[PPF] different execution time on different platforms #6217

YeHuanjie · 2025-01-15T08:21:37Z

same ppf code, it took about 6-7s on windows, but 700s on ubuntu!
pcl on both platforms is "release", and the same version 1.14.0.
usually, code runs faster on ubuntu than windows.
if i make and install "debug" version first and then switch to "release"(make and install too), it would be "release" version running?
what should i check? any feedback or suggestions are greatly appreciated.

YeHuanjie · 2025-01-15T08:53:33Z

the following code is pretty slow on ubuntu20.04:

auto start = std::chrono::high_resolution_clock::now();
pcl::PointCloud<pcl::PPFSignature>::Ptr cloud_model_ppf(new pcl::PointCloud<pcl::PPFSignature>());
pcl::PPFEstimation<pcl::PointNormal, pcl::PointNormal, pcl::PPFSignature> ppf_estimator;
ppf_estimator.setInputCloud(ppf_model);
ppf_estimator.setInputNormals(ppf_model);
ppf_estimator.compute(*cloud_model_ppf);

pcl::PPFHashMapSearch::Ptr hashmap_search(new pcl::PPFHashMapSearch(10.0f / 180.0f * float(M_PI), 0.01f));
hashmap_search->setInputFeatureCloud(cloud_model_ppf);

std::cout << "Registering models to scene ..." << std::endl;

pcl::PPFRegistration<pcl::PointNormal, pcl::PointNormal> ppf_registration;
ppf_registration.setSceneReferencePointSamplingRate(5);
ppf_registration.setPositionClusteringThreshold(0.01f);
ppf_registration.setRotationClusteringThreshold(20.0f / 180.0f * float(M_PI));
ppf_registration.setSearchMethod(hashmap_search);
ppf_registration.setInputSource(ppf_model);
ppf_registration.setInputTarget(ppf_scene);

pcl::PointCloud<pcl::PointNormal>::Ptr cloud_output_subsampled(new pcl::PointCloud<pcl::PointNormal>());
ppf_registration.align(*cloud_output_subsampled);

auto end = std::chrono::high_resolution_clock::now();
std::chrono::duration<double> elapsed = end - start;
ppf_time_ = elapsed.count();
std::cout << "ppf time: " << ppf_time_ << std::endl;

mvieth · 2025-01-15T09:42:19Z

if i make and install "debug" version first and then switch to "release"(make and install too), it would be "release" version running?

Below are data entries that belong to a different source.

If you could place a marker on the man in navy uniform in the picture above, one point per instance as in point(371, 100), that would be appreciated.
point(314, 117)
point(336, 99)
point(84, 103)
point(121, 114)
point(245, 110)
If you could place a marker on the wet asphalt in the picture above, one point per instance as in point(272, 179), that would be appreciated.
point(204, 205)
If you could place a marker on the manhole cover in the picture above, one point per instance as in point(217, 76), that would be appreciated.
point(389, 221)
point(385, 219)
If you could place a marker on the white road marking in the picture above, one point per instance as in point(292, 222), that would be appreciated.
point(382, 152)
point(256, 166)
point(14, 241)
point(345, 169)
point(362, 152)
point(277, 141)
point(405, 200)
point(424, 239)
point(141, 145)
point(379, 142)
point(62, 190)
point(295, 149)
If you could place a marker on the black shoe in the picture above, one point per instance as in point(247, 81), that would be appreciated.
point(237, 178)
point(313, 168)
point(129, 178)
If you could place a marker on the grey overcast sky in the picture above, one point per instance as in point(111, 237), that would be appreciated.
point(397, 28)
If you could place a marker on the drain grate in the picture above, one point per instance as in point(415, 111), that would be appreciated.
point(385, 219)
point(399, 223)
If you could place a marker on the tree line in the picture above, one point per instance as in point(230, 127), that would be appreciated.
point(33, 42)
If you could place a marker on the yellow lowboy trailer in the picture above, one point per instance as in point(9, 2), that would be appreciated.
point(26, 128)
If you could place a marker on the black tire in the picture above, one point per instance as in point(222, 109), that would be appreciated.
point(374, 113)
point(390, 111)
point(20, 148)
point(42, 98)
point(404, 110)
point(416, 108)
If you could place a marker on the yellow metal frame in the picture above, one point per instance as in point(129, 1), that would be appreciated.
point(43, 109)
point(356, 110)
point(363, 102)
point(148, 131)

Usually yes, but if you want to make sure, I would recommend to completely remove the installed PCL files (the ones in /usr), remove the temporary build files (so the build directory), and finally build and install from scratch.

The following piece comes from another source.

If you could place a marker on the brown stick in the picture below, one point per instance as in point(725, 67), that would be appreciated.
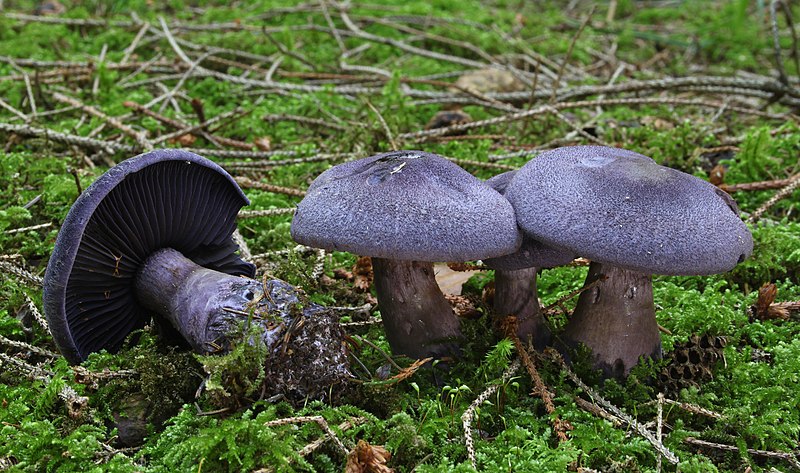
point(560, 427)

I assume you set CMAKE_BUILD_TYPE to Release? Do you do this when you compile PCL and when you compile your own code?

YeHuanjie · 2025-01-15T09:44:48Z

I assume you set CMAKE_BUILD_TYPE to Release? Do you do this when you compile PCL and when you compile your own code?

yes, both pcl and my project set CMAKE_BUILD_TYPE "Release"

CMakeCache.txt

//Choose the type of build, options are: None Debug Release RelWithDebInfo
// MinSizeRel.
CMAKE_BUILD_TYPE:STRING=Release

mvieth · 2025-01-15T10:23:18Z

If you post the point clouds you used in the code above, I can test how long it takes on my computer.

Also, you could try switching to a different compiler on Ubuntu. Either a newer version of the same compiler, or to a completely different compiler (clang if you use gcc now, or gcc if you use clang now).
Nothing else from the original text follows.